Sensational bullshit claims litter the dead space on every cover. In the middle, there’s a picture of some muscular guy posed for maximum effect. It’s usually some half-naked mesomorph with no shirt. He’s photographed in black-and-white. He’s ripped to the gills and his muscle tone creates canyon-like definition in his skin. Sweat glistens from pores off his perfectly tanned body. His steely gaze is locked with yours in eternal, yet subtle wanting that stirs memories of locker-rooms past. Did visualizing that description make your pants tight? Run right out and get a subscription. If it didn’t, you’re probably with me in wondering how looking at a buff, half-naked guy sells a magazine meant for presumably straight men. Maxim (frat-boy piece of shit that it is) at least has the good sense to put hot chicks on the cover.
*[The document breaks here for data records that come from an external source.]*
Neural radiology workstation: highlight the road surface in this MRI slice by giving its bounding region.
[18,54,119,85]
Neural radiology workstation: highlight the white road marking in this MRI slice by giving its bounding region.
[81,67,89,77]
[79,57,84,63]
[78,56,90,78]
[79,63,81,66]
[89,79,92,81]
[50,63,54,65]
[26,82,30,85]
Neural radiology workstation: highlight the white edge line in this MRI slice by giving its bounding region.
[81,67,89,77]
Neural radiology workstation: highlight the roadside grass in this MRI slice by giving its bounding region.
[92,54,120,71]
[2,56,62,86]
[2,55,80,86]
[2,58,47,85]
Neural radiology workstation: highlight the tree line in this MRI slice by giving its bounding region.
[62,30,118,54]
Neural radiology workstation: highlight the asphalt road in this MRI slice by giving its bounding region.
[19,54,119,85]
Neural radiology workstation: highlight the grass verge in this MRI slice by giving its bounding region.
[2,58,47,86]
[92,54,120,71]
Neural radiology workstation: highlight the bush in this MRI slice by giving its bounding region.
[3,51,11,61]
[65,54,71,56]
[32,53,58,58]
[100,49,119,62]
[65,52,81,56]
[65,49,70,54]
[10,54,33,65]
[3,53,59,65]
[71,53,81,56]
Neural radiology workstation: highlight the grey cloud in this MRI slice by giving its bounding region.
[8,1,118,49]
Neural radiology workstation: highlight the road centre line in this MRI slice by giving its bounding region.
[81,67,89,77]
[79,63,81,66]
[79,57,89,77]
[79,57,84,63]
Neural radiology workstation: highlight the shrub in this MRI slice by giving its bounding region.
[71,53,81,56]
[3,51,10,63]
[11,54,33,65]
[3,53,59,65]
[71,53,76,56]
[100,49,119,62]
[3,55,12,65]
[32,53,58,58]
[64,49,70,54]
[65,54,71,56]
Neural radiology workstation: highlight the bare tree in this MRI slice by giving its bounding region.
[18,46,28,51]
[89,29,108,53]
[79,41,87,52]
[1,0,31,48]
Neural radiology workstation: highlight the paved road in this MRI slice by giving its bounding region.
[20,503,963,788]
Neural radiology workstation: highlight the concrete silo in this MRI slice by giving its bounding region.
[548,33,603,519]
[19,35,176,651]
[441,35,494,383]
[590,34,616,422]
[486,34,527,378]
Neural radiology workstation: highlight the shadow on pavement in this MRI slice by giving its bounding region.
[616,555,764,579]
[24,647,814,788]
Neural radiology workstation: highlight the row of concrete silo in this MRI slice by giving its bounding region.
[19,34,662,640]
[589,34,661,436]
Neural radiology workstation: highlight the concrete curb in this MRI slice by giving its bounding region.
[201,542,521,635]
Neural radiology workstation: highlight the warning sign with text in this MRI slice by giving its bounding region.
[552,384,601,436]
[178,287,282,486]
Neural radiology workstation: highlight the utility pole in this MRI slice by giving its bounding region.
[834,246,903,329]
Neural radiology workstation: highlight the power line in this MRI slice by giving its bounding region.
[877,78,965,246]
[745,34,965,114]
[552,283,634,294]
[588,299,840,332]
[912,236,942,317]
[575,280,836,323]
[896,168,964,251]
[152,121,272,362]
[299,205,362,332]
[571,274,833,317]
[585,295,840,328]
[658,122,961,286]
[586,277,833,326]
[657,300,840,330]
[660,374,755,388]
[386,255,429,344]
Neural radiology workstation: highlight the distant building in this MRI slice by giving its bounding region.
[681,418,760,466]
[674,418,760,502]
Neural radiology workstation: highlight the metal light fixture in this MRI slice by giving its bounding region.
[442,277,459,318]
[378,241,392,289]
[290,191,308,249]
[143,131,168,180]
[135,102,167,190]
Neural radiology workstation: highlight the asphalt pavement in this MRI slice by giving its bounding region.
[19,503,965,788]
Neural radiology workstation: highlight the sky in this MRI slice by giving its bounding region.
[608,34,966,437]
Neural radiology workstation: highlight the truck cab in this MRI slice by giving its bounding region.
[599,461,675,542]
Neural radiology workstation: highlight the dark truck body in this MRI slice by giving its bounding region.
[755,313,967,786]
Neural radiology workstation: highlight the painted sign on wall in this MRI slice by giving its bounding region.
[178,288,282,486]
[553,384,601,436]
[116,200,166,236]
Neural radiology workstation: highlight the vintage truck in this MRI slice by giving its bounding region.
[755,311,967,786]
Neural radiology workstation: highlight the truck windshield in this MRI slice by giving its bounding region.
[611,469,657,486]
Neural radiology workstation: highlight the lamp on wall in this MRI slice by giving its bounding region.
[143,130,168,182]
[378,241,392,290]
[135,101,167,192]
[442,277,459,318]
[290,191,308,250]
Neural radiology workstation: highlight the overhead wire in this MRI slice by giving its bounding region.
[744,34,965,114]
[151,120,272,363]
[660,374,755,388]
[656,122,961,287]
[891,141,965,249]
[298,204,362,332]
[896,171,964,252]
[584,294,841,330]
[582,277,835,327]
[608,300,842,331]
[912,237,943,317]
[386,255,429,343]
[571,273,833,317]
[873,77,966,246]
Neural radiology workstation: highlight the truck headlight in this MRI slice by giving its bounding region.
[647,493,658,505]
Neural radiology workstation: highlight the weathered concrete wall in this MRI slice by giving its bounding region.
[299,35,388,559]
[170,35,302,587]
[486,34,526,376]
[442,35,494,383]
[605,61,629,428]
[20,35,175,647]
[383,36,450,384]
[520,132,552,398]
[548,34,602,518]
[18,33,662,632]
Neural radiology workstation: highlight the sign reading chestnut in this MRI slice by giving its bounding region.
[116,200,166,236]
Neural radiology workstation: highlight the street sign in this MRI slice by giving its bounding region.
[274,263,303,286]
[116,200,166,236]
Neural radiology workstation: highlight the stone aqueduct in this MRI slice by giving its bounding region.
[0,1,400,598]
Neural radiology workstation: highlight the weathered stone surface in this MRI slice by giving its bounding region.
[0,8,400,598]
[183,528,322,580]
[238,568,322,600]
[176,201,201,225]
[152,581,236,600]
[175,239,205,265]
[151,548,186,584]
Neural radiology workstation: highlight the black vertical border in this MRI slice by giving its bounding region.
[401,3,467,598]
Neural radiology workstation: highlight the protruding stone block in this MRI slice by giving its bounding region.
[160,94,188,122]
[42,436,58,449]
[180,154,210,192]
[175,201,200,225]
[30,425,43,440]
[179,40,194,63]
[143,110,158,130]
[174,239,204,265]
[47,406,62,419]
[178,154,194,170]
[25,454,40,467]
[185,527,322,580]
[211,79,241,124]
I can only guess that the editorial staff looks at their readership as closet fags. It’s not surprising, as every given issue has fragrance inserts and smells like a thirty-five-year-old metrosexual wannabe who thinks expensive cologne will magnetically attract the mouths of attractive broads to his cock. The issue I bought knocked me over with the stench.

Laugh at me. The world laughs with you. The disappointment is mine. I got fooled, and I already knew the score. I won’t be fooled again. I just wish I had that five bucks back. After confessing to someone that I read an issue of Men’s Health, they suggested that it might be healthier to blow five bucks on something completely awful for me, like a bacon-wrapped, deep-fried hot dog or a bottle of Thunderbird. Perhaps I’ll do the generous thing and buy my next-door neighbor the most vile four-dollar whore I can find. That way, I’ll have a dollar left over for a Coke.